I am running HT seq using my sam files (obtained from bowtie) and the gtf file I obtained from Ensemble for Phytophthora infestans. Everything is ok except that I am obtaining zero counts on my HTseq output. I have read in other post that it may be because my gtf file uses different identifiers than my sam output. But I really don't know how to fix it and it is somehow urgent!
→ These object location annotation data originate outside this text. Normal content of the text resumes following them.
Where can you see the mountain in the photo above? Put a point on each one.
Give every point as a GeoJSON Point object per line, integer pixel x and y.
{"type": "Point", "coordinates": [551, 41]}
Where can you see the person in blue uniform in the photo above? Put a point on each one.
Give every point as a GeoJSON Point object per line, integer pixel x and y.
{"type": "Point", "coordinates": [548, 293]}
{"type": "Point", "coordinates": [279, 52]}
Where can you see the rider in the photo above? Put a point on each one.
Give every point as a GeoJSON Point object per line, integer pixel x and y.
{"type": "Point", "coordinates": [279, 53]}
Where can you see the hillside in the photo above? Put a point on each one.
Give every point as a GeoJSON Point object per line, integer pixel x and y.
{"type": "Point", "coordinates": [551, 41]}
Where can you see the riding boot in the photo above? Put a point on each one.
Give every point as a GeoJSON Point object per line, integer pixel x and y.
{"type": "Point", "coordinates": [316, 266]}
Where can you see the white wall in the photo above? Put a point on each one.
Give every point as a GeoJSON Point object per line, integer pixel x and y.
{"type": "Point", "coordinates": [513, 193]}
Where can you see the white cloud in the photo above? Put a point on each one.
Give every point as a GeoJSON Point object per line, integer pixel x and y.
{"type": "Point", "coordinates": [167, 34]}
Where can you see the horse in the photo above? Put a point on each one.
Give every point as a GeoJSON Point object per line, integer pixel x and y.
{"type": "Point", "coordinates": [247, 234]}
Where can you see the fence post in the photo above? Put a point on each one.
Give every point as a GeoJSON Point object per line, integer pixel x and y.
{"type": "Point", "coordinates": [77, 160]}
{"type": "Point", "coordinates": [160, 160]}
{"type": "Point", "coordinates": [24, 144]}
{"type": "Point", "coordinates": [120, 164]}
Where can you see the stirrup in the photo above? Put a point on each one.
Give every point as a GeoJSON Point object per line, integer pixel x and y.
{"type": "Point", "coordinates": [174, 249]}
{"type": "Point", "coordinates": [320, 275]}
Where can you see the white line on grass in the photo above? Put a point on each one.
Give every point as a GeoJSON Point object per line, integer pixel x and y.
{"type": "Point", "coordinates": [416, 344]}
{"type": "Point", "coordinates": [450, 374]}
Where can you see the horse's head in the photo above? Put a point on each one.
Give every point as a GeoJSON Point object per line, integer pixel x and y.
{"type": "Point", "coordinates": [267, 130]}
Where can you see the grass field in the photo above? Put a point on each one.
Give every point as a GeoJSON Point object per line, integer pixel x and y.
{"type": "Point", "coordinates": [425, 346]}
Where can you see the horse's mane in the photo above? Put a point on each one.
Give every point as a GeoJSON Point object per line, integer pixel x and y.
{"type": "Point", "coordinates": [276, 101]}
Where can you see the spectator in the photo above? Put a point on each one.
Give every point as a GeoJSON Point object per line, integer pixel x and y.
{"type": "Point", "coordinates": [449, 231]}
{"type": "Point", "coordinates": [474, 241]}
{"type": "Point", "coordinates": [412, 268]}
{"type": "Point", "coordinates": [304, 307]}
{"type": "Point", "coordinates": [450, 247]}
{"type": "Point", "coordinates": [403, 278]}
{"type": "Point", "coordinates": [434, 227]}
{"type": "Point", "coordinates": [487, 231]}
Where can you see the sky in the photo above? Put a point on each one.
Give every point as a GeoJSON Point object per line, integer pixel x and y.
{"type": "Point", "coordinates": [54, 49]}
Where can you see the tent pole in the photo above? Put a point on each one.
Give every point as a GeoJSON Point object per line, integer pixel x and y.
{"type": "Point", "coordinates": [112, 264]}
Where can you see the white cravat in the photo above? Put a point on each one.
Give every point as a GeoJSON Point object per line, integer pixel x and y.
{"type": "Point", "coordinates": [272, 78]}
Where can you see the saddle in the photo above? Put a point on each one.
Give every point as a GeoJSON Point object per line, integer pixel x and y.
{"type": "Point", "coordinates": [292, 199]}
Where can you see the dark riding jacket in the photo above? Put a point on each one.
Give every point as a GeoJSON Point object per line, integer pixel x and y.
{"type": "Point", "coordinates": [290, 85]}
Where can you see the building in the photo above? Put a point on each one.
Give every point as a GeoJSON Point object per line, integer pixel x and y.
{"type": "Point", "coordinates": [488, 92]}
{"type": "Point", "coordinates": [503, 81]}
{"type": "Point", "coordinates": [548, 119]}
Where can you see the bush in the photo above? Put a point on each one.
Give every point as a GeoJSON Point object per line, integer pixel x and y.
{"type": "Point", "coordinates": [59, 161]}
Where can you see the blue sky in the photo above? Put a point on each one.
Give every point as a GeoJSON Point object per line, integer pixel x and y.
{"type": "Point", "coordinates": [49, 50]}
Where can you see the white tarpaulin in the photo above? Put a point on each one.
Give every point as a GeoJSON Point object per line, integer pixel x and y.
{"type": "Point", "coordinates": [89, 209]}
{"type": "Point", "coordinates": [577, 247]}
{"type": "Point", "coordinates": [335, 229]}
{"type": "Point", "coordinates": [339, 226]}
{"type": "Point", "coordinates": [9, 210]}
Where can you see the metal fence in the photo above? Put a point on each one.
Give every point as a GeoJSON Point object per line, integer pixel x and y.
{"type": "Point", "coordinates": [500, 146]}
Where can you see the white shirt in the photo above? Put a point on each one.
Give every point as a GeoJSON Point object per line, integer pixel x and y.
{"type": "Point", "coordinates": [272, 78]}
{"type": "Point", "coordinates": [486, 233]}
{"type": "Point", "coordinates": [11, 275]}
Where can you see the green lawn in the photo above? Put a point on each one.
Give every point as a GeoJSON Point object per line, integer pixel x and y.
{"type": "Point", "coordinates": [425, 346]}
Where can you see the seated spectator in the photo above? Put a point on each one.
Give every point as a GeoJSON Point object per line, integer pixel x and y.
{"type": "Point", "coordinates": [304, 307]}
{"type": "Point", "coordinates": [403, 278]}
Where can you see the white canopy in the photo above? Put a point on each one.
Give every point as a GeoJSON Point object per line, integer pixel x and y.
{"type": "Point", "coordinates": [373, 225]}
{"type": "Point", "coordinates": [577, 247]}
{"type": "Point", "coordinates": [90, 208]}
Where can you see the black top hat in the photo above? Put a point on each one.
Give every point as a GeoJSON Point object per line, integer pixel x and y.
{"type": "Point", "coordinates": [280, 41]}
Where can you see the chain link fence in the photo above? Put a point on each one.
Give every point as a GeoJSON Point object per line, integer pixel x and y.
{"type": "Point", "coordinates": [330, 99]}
I am analyzing small RNAseq data in four different samples so I need the table counts in order to see if small RNAs are differently expressed.
Thanks!!!!
I will remain attentive!!!
Best, Juliana
Post the first 5-10 lines of the SAM file and the first 5-10 lines of the GTF file.
Thanks!
First seven of the SAM file:
@HD VN:1.0 SO:unsorted
@SQ SN:NW_003302556.1 LN:4850
@SQ SN:NW_003302557.1 LN:5561
@SQ SN:NW_003302558.1 LN:4798
@SQ SN:NW_003302559.1 LN:40370
@SQ SN:NW_003302560.1 LN:4805
@SQ SN:NW_003302561.1 LN:5155
First seven of the GTF file:
supercont1.1 broads exon 10097 10114 . - . transcript_id "transcript:PITG_00002T0"; gene_id "gene:PITG_00002"; supercont1.1 broads exon 10171 10433 . - . transcript_id "transcript:PITG_00002T0"; gene_id "gene:PITG_00002"; supercont1.1 broads exon 10474 10522 . - . transcript_id "transcript:PITG_00002T0"; gene_id "gene:PITG_00002"; supercont1.1 broads CDS 10100 10114 . - 0 transcript_id "transcript:PITG_00002T0"; gene_id "gene:PITG_00002"; supercont1.1 broads CDS 10171 10433 . - 2 transcript_id "transcript:PITG_00002T0"; gene_id "gene:PITG_00002"; supercont1.1 broads CDS 10474 10522 . - 0 transcript_id "transcript:PITG_00002T0"; gene_id "gene:PITG_00002"; supercont1.1 broads exon 38775 39071 . + . transcript_id "transcript:PITG_00003T0"; gene_id "gene:PITG_00003";
Devon's thought was right I suppose. Your BAM/SAM file was aligned to sequences named 'NW_003302556.1' etc while your GTF file contains sequences named 'supercont1.1'. These do not correspond causing HTSeq to not find reads aligned to 'supercont1.1'.
Thank you very much! That was indeed the problem.